Hence, now, the women's scent, which Dumas was determined should not only evoke but capture light. Such a mandate could not have been easy for Ellena, who says the composition took him nearly three years to perfect. (Terre d'Hermès, by comparison, took eight months to create.)

But he seems, improbably, to have pulled it off. On those scented ribbons in Greece and in its bottle, the scent suggests liquid sunshine. (Conceived by Pierre Hardy, who also designs jewellery for the brand, the bottle suspends the peach-hued perfume in a soft-edged cubic vessel.) At the same time, it sets a new standard for floral fragrances, seducing slowly and unaggressively, yet lingering on the skin.
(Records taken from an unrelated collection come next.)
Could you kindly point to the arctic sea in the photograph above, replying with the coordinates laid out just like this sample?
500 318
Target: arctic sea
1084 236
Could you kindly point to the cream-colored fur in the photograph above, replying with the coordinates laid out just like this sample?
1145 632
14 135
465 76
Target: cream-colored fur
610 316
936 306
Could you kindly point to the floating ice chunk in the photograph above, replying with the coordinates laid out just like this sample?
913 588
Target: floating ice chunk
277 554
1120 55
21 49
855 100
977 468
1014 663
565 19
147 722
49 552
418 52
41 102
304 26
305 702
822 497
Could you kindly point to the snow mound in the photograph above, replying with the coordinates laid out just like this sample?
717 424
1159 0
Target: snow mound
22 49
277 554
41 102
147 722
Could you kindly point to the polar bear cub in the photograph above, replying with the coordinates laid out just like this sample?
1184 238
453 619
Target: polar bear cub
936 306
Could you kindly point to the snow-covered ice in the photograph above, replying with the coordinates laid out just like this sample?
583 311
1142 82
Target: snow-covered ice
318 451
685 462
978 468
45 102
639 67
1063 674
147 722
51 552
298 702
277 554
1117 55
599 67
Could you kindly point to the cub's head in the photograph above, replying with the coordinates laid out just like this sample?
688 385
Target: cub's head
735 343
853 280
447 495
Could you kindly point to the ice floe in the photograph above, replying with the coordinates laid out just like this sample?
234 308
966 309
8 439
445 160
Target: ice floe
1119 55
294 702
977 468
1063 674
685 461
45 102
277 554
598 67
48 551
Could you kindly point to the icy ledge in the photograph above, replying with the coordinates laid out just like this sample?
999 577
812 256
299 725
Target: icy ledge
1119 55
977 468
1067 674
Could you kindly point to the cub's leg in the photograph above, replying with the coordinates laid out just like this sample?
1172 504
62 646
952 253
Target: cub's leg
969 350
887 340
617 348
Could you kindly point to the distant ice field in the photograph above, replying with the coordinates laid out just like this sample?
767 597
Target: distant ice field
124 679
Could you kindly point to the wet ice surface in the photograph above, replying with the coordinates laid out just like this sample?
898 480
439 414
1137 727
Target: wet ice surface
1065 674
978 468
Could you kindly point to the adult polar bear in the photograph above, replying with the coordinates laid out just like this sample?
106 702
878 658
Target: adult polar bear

"I think it's time for something refined – the comeback of elegance," Fulconis says. "People are looking for distinctiveness."

"The goal," Ellena himself adds, "is not to read [the scent] too easily. There [should be] an aspect that's [reflective] of my way of composing, but that's also sufficiently complex so that you don't understand all of its sides."

Jour d'Hermès is available at Hermès boutiques across Canada and Holt Renfrew now and at Ogilvy and The Bay starting in March. It costs $120 for 50 ml and $165 for 85 ml.